P1L1-2 vaccine can induce a partial curative response in BALB/c mice. Groups of six BALB/c mice were challenged with 6 × 10⁶ LMP1-expressing F2 tumor cells and immunized with an irrelevant P2L2-3-KLH control vaccine or the anti-LMP1 P1L1-2-KLH vaccine. Mice were followed for surface tumor growth with a caliper (mm²) and euthanized when tumors reached a size of 200 mm² or become ulcerated.

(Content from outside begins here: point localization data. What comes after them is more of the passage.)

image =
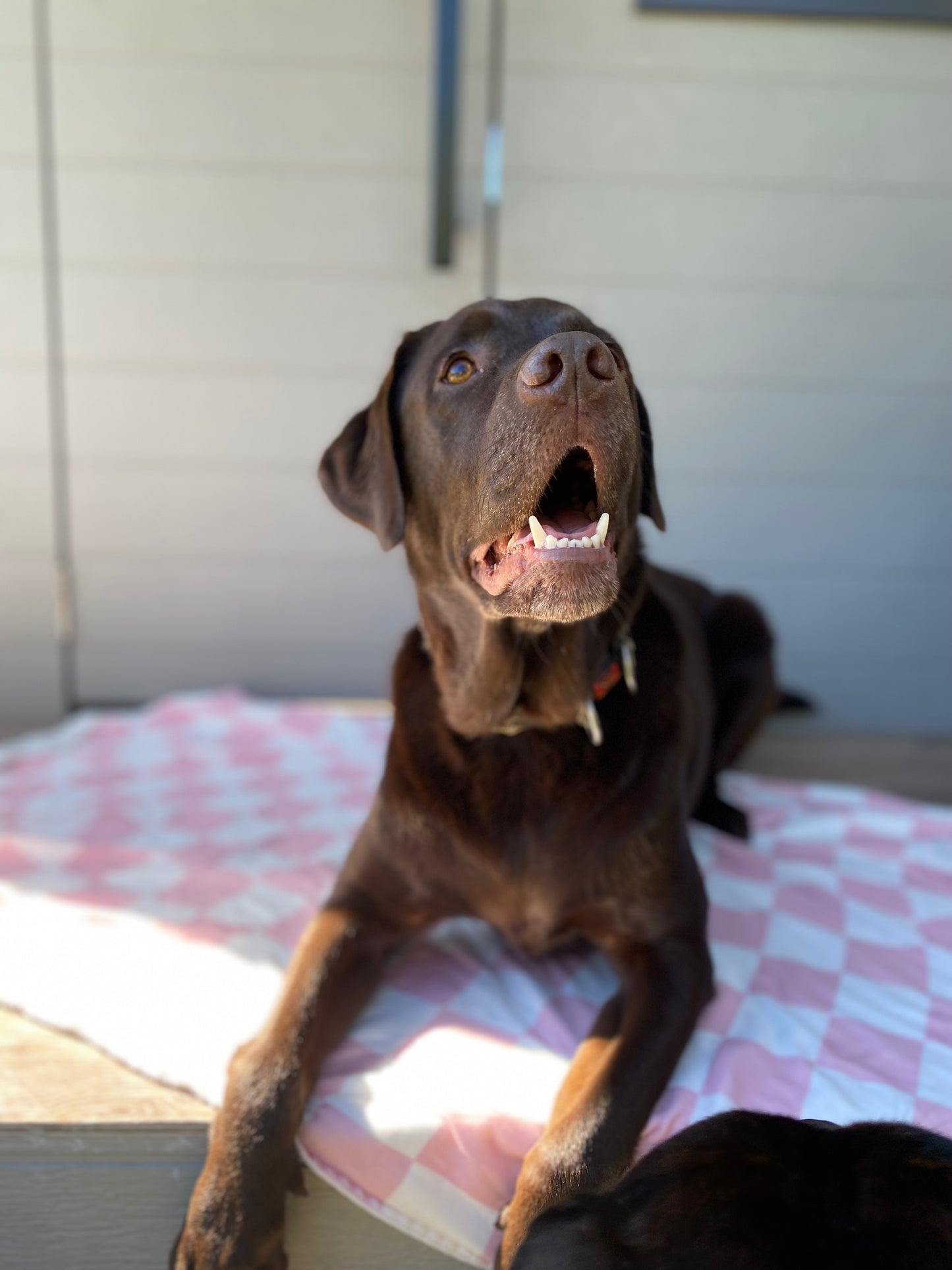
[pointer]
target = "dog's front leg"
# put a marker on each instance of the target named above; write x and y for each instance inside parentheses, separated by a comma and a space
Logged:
(237, 1217)
(615, 1080)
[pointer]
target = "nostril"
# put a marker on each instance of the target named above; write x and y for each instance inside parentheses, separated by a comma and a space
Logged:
(542, 370)
(601, 362)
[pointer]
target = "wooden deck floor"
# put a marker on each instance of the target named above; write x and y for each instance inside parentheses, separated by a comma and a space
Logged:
(65, 1104)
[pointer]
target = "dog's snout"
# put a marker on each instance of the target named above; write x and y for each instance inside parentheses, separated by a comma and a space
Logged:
(555, 366)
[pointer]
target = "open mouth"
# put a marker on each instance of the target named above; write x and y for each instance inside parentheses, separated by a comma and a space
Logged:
(565, 530)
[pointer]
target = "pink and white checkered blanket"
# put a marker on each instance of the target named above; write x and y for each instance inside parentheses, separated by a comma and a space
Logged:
(157, 867)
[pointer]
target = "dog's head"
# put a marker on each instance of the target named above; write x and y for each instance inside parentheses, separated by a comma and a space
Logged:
(511, 451)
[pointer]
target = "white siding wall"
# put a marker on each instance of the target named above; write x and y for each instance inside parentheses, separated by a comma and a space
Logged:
(28, 657)
(762, 211)
(244, 204)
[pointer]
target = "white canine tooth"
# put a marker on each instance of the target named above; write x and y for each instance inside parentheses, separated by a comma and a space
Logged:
(538, 534)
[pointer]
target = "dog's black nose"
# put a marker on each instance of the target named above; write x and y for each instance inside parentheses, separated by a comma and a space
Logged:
(557, 364)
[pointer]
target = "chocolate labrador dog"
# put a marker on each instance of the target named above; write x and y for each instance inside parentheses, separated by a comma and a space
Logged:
(536, 776)
(748, 1192)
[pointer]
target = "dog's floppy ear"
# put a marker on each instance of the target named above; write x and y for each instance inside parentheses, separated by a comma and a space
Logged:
(361, 470)
(650, 502)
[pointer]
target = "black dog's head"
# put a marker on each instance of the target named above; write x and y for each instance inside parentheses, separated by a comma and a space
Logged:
(511, 451)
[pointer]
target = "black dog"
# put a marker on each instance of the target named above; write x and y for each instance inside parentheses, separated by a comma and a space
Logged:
(748, 1192)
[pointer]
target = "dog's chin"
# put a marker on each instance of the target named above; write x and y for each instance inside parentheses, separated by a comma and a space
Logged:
(560, 592)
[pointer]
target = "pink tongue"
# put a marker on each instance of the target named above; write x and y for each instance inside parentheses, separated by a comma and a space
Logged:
(574, 523)
(567, 525)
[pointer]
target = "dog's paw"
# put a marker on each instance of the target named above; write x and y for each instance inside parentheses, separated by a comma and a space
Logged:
(196, 1252)
(220, 1240)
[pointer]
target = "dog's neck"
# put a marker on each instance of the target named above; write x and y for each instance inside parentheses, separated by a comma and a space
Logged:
(499, 676)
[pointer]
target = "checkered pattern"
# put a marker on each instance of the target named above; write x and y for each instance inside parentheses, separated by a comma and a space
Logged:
(190, 842)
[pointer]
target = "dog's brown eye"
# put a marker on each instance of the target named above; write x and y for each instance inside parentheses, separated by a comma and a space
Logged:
(459, 370)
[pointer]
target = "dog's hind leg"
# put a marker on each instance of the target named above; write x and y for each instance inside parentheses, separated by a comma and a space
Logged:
(741, 648)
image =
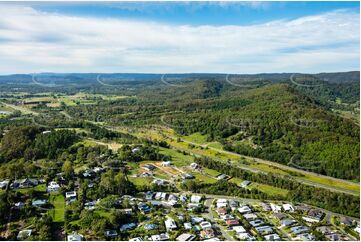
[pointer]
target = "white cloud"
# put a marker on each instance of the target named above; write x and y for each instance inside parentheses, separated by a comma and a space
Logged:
(34, 41)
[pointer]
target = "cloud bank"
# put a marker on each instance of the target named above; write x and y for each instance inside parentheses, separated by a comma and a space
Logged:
(35, 41)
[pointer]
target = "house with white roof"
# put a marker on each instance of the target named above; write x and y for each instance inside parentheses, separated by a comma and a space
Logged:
(166, 163)
(275, 208)
(288, 207)
(70, 196)
(244, 209)
(205, 225)
(53, 187)
(75, 237)
(195, 199)
(246, 237)
(170, 224)
(185, 237)
(160, 237)
(187, 226)
(272, 237)
(24, 234)
(222, 203)
(239, 229)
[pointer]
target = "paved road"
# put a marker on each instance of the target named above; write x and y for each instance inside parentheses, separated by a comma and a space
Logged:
(300, 179)
(209, 216)
(21, 109)
(267, 162)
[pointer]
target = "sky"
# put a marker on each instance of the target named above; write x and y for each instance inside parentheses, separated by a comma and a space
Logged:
(179, 37)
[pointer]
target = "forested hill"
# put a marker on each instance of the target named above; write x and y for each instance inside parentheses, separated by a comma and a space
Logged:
(298, 121)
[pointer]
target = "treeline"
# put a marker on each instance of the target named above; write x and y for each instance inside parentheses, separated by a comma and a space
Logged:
(333, 201)
(139, 153)
(30, 142)
(225, 188)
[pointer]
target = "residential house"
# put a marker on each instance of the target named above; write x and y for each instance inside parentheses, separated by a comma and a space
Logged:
(205, 225)
(264, 230)
(288, 222)
(357, 229)
(272, 237)
(128, 226)
(170, 224)
(288, 207)
(232, 222)
(4, 184)
(207, 233)
(187, 226)
(143, 207)
(166, 163)
(19, 205)
(149, 195)
(150, 226)
(194, 166)
(149, 167)
(346, 221)
(222, 211)
(24, 234)
(324, 229)
(246, 237)
(222, 203)
(227, 217)
(187, 176)
(183, 199)
(90, 205)
(185, 237)
(111, 233)
(196, 199)
(53, 187)
(39, 202)
(279, 216)
(306, 237)
(197, 220)
(244, 209)
(70, 196)
(233, 204)
(135, 150)
(314, 216)
(245, 183)
(256, 223)
(275, 208)
(223, 177)
(136, 239)
(250, 216)
(299, 229)
(265, 207)
(25, 183)
(75, 237)
(239, 229)
(160, 237)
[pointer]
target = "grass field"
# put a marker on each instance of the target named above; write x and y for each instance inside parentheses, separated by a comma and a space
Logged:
(57, 213)
(196, 138)
(263, 187)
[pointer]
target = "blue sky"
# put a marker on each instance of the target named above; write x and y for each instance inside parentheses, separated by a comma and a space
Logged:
(164, 37)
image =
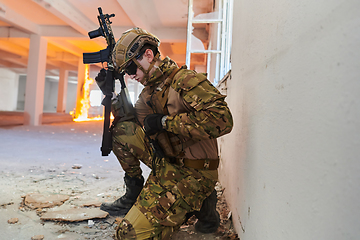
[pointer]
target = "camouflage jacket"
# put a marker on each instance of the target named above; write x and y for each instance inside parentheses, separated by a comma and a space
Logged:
(195, 107)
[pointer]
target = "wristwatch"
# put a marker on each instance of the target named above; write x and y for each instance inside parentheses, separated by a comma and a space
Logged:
(163, 121)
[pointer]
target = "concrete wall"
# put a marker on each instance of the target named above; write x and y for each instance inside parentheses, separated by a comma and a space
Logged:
(8, 90)
(50, 95)
(291, 164)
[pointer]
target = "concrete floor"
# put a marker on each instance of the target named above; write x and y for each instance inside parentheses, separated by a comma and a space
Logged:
(41, 160)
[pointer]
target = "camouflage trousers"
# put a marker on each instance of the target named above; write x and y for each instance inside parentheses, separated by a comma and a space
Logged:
(170, 192)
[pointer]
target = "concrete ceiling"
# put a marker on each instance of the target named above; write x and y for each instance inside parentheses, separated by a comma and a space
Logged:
(66, 23)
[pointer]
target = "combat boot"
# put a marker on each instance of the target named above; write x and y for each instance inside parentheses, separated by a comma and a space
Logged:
(122, 205)
(208, 217)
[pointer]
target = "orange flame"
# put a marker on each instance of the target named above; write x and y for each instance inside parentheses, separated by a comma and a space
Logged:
(85, 100)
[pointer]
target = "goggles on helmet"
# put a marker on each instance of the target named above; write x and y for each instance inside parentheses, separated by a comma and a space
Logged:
(131, 67)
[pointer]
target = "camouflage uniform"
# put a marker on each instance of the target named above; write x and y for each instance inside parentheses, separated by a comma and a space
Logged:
(181, 181)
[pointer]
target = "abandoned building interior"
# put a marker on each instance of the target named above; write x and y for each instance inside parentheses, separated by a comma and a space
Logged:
(289, 169)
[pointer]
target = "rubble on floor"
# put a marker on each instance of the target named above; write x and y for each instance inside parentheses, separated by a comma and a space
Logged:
(74, 215)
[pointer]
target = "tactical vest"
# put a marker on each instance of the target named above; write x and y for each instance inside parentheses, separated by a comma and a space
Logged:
(172, 145)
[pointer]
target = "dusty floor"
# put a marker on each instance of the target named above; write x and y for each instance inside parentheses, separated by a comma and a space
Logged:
(65, 159)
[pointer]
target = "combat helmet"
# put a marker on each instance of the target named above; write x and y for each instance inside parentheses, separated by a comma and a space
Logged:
(128, 47)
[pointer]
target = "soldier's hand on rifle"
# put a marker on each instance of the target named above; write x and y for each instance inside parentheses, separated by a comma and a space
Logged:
(154, 123)
(100, 80)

If individual mice within a group were euthanized, the final measurement was carried over to subsequent time points. (A) Therapeutic vaccination did not protect against tumor challenge. During F2 tumor challenge, two groups of six mice were injected three times with P2L2-3-KLH or P1L1-2-KLH vaccine as indicated by the arrows. All control and anti-LMP1-treated mice were euthanized by day 23. (B) Therapeutic vaccination of preimmunized mice partially protects against tumor challenge. Two groups of six mice were injected with P2L2-3-KLH or P1L1-2-KLH vaccine and received their second boost 2 weeks before F2 tumor challenge (low-vaccination protocol). At day 23, mice received a therapeutic P1L1-2-KLH vaccine dose (arrows, +1). (C) Individual tumor growth in the P1L1-2-KLH-vaccinated mice represented in panel B. Two mice developed low or high tumor progression. The mouse with low tumor progression regressed (mouse 1), and that with high tumor progression had to be euthanized by day 35 (mouse 2). The mice which controlled tumor (mice 1 and 3 to 6) remained tumor free beyond 150 days. (D) Isotype profiles and serum levels of P1L1-2 Abs in the experiment represented in panels B and C. Circulating IgG isotypes were determined at day 15 before tumor appearance for each mouse (mice 1 to 6) and at day 30 for mice with tumor regression (mouse 1) or tumor development (mouse 2). Data are expressed as mean ± standard error of the mean for six mice per group. Results are representative of three independent experiments.

FIG. 5.

P1L1-2 vaccine induces P1L1-2 Abs that protect from tumors in TCR-OVA mice and SCID mice xenografted with human E1 cells. (A) Groups of six TCR-OVA mice received s.c., 2 week apart, two doses of P1L1-2-OVA or P2L2-3-OVA vaccine. Five days after the final immunization, mice were challenged with 1 or 3 million F2 tumor cells (1 M, 3 M) s.c. and were followed for surface tumor growth with a caliper (mm²). P1L1-2-immunized TCR-OVA T-cell-deficient mice were protected from tumor challenge compared to P2L2-3-immunized controls (P < 0.0001). A threefold increase in tumor cell number was necessary to observe tumor development in P1L1-2-immunized TCR-OVA mice. (B and C) Mean tumor size evolution (B) and survival of SCID mice (C) (10/group) challenged with EBV-infected human E1 cells and subsequent i.p. injections by passive Ab transfers with P1L1-2, P2L2-3, or KLH control immune sera. SCID mice were treated at days 3 and 5 after tumor challenge as indicated by the arrows, at a moment where tumors became palpable. Only 20% of control animals survived at day 60 (not requiring euthanasia), whereas treatment with P2L2-3 Ab led to 50% survival, and mice treated with P1L1-2 Ab survived up to 80%. (*, P2L2-3 Abs versus control [P < 0.5]; **, P1L1-2 Abs versus control [P < 0.001]). Error bars represent standard errors of the means. Results are representative of at least three independent experiments.